Efficacy and safety of L aggera pterodonta in children 3–24 months with acute bronchiolitis: a randomized controlled trial

Abstract Introduction Laggera pterodonta , a traditional Chinese medicine, has been commonly used in respiratory tract infections for more than hundreds of years without any randomized controlled trials to evaluate its efficacy and safety. Objectives To evaluate the efficacy and safety of Laggera pterodonta in hospitalized children aged 3–24 months with acute bronchiolitis. Methods A double‐blind, randomized‐controlled trial was conducted in three tertiary hospitals of Kunming, China. A total of 133 acute bronchiolitis children with an initial episode of wheezing were randomly assigned to a control mixture or Laggera pterodonta mixture. All recruited patients were given three doses of the mixture every 24 h for 5 days. Clinical symptoms and responses including adverse events in both groups were assessed and laboratory tests were done at enrolment and then after 120 h. Analysis was performed based on an intention‐to‐treat principle.

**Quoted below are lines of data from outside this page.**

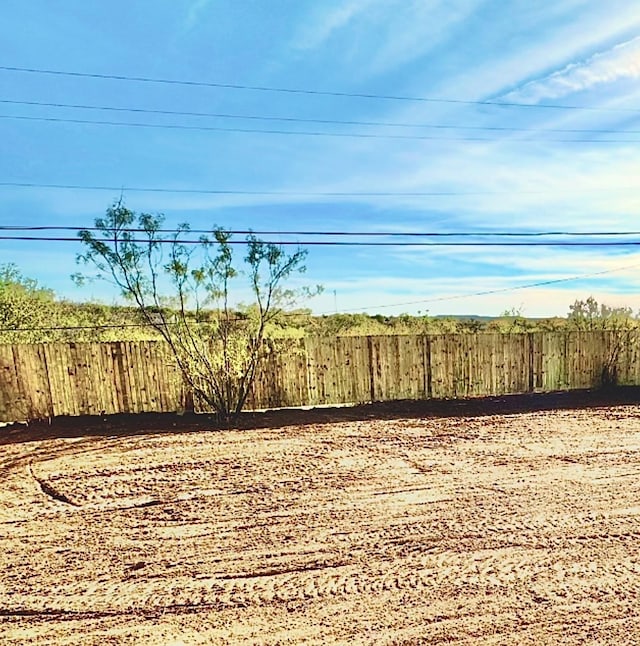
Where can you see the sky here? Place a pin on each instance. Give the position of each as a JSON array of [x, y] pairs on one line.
[[421, 144]]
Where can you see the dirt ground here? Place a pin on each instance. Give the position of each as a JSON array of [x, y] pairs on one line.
[[513, 521]]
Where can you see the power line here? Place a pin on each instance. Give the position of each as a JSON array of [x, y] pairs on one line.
[[302, 133], [343, 122], [543, 283], [392, 234], [206, 191], [359, 243], [287, 90], [488, 292]]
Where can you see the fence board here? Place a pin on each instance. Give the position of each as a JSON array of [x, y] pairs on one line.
[[47, 380]]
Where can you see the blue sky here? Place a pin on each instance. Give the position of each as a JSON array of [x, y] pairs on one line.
[[462, 53]]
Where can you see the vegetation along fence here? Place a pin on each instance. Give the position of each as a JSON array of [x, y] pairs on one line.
[[48, 380]]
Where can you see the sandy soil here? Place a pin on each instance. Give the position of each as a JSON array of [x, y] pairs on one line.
[[521, 528]]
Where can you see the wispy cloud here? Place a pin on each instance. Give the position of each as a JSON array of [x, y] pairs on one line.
[[400, 30], [193, 14], [618, 63], [324, 24]]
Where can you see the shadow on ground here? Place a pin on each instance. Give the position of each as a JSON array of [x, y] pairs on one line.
[[156, 423]]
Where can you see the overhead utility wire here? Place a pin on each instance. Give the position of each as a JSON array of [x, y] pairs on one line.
[[386, 124], [542, 283], [302, 133], [264, 88], [205, 191], [429, 300], [477, 234], [336, 243]]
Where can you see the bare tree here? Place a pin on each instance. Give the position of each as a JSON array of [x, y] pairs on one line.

Results Significantly more hospitalized children fulfilled the discharge criteria at 96 h and 120 h in the Laggera pterodonta mixture group compared to the control group (97% vs 75.8% P  < 0.001 and 98.5% vs 89.4% P  = 0.03), respectively. Better responses on clinical severity score, respiratory rate, oxygen saturation, wheezing and heart rate were also detected in the Laggera pterodonta mixture group along with lower white blood cell count, platelet count and aspartate aminotransferase. Vomiting and diarrhea were more common in the control group. Conclusion Laggera pterodonta mixture is effective and safe to be prescribed in hospitalized children with acute bronchiolitis.